Overly attacking full-backs
Dani Alves and Marcelo could be the only players offering true width in the Brazilian attack, but as a result of their forays forward they inevitably abandon their defensive duties.
Many teams prefer to use an attacking full-back on one side, with one who’s slightly more defensively minded on the other, but both of Brazil's full backs would be considered to be attack minded players.
In some games Scolari might instruct the pair to be more wary of their defensive position, but with space in front of them left vacant by attacking team-mates cutting inside, the temptation to roam will always be there.
A lack of attacking balance
Neymar is undoubtedly the star of the show for Brazil, and Scolari has spent the last few friendlies working out where best to deploy him. Whilst he’ll often start games drifting inside from an attacking position on the left, he’s recently looked more effective playing through the middle in and around Fred.
Neymar’s role dictates the rest of the attacking set-up, with Oscar being shifted around to accommodate the number ten. Oscar’s productivity has dropped of late, but he’ll work hard for the team regardless of his attacking form.

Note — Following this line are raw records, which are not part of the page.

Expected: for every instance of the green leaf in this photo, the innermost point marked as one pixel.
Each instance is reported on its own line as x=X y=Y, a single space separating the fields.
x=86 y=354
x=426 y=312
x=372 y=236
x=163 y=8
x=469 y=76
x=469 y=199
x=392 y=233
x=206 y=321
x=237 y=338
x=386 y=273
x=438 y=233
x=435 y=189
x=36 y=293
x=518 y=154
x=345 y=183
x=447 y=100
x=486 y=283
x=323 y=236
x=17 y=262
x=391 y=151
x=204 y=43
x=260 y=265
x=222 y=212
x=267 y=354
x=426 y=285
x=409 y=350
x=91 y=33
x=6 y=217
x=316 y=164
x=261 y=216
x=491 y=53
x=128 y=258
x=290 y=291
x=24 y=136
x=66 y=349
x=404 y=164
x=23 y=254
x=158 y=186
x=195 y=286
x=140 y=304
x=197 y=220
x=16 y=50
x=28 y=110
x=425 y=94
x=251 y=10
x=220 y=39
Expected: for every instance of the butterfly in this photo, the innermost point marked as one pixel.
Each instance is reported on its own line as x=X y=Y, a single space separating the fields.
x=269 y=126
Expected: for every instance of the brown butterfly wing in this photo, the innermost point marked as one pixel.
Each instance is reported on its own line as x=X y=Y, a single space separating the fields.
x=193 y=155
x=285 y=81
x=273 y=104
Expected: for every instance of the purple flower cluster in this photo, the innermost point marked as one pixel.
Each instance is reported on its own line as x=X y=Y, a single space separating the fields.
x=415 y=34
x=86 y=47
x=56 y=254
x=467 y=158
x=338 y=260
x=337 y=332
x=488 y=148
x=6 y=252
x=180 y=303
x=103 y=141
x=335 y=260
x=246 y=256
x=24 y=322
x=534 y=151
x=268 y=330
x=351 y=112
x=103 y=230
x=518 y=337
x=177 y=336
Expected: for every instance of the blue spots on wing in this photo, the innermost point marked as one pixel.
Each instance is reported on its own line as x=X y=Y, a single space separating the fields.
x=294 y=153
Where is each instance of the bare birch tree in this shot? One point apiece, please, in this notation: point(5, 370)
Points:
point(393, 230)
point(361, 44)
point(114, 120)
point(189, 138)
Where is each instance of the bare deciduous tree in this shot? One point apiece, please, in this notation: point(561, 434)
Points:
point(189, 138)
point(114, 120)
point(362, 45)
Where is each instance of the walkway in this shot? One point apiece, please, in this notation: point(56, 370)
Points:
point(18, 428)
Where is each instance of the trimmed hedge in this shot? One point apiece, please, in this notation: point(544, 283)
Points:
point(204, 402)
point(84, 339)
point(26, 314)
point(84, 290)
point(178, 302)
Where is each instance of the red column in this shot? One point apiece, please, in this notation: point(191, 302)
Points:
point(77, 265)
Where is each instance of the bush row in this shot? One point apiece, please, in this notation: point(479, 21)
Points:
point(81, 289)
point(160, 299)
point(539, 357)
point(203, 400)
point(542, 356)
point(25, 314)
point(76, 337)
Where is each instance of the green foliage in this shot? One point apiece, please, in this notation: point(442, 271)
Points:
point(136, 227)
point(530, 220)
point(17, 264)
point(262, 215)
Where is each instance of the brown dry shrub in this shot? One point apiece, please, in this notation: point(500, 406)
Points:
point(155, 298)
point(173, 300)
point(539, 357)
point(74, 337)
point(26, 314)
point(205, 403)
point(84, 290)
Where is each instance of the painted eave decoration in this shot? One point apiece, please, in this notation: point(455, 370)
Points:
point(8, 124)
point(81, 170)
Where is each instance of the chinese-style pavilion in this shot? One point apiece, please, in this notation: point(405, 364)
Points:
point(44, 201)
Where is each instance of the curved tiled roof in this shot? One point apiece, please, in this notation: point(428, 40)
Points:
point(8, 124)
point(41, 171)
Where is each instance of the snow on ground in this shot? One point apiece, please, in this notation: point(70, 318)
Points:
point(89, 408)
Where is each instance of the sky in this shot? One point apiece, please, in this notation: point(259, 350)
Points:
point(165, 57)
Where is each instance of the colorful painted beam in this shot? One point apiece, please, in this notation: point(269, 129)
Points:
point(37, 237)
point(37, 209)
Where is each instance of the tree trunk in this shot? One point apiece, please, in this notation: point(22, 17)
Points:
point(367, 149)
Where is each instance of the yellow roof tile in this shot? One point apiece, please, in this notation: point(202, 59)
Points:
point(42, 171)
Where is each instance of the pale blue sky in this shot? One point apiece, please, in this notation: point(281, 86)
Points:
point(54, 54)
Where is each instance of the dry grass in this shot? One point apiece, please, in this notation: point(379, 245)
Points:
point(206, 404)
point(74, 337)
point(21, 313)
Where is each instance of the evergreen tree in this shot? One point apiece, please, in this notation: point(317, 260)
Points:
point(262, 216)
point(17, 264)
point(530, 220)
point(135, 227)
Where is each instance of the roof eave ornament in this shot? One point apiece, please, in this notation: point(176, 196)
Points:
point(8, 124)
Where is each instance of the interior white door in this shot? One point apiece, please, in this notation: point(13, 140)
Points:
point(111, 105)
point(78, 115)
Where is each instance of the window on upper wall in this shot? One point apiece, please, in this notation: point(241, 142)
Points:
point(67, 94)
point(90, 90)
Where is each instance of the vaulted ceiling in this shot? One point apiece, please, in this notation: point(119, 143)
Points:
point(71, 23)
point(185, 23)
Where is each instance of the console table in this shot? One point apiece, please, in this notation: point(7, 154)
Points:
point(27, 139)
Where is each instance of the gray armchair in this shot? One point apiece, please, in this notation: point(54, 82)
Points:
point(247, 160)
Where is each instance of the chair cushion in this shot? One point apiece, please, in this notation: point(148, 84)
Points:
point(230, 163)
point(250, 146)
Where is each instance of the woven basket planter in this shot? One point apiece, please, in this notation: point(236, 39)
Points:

Willian and Hulk have been used in the wide positions, with the latter linking up well with Neymar for a goal which was wrongly disallowed for offside in the friendly against Serbia.
The attacking balance needs to be built around Neymar, but not at the expense of the other talented players around him. If this balance can’t be achieved then Brazil, and Neymar, could struggle.
Carelessness in defence
When you have an array of attacking talent in your team, it’s sometimes easy to switch off in defence. Luckily Brazil have one of the best defenders in the world in the shape of Thiago Silva, but he’s heavily relied upon to organise the back four and cover for others.
David Luiz, and to a lesser extent Dante, have a tendency to switch off at times, and there was an example in the Serbia friendly of Luiz’s volatile tendencies as he was involved in a mix-up with Thiago Silva.
Despite this, the pair have never been on a losing side for Brazil under Scolari, but there’s a first time for everything...
Thiago Silva e David Luiz nunca perderam atuando juntos sob o comando de Felipão. Até agora, 12 jogos (10V e 2E). pic.twitter.com/0nJUoFXzEX— Site Goleada Info (@goleada_info) June 6, 2014
Translates as: Thiago Silva and David Luiz have never lost when playing together under Scolari. 12 games (10 wins and 2 draws)
Overwhelming pressure and expectation
Scolari’s players seem to be taking things in their stride, and the character of the group is one of the reasons he picked the squad he did rather than bring in supposed better players who might not fit in.
However, having won the last nine friendlies during World Cup preparation, their mettle has rarely been tested, and should they falter at some point in the tournament it’ll be interesting to see if they can pick themselves up.
It's also a massive tournament for the Brazilian fans, and they'll make sure they let the team know if they're not happy.
The fans in São Paulo weren't afraid to boo the side when they thought the players weren't up to scratch in the recent friendly in the city, and this criticism could pose another problem for the players.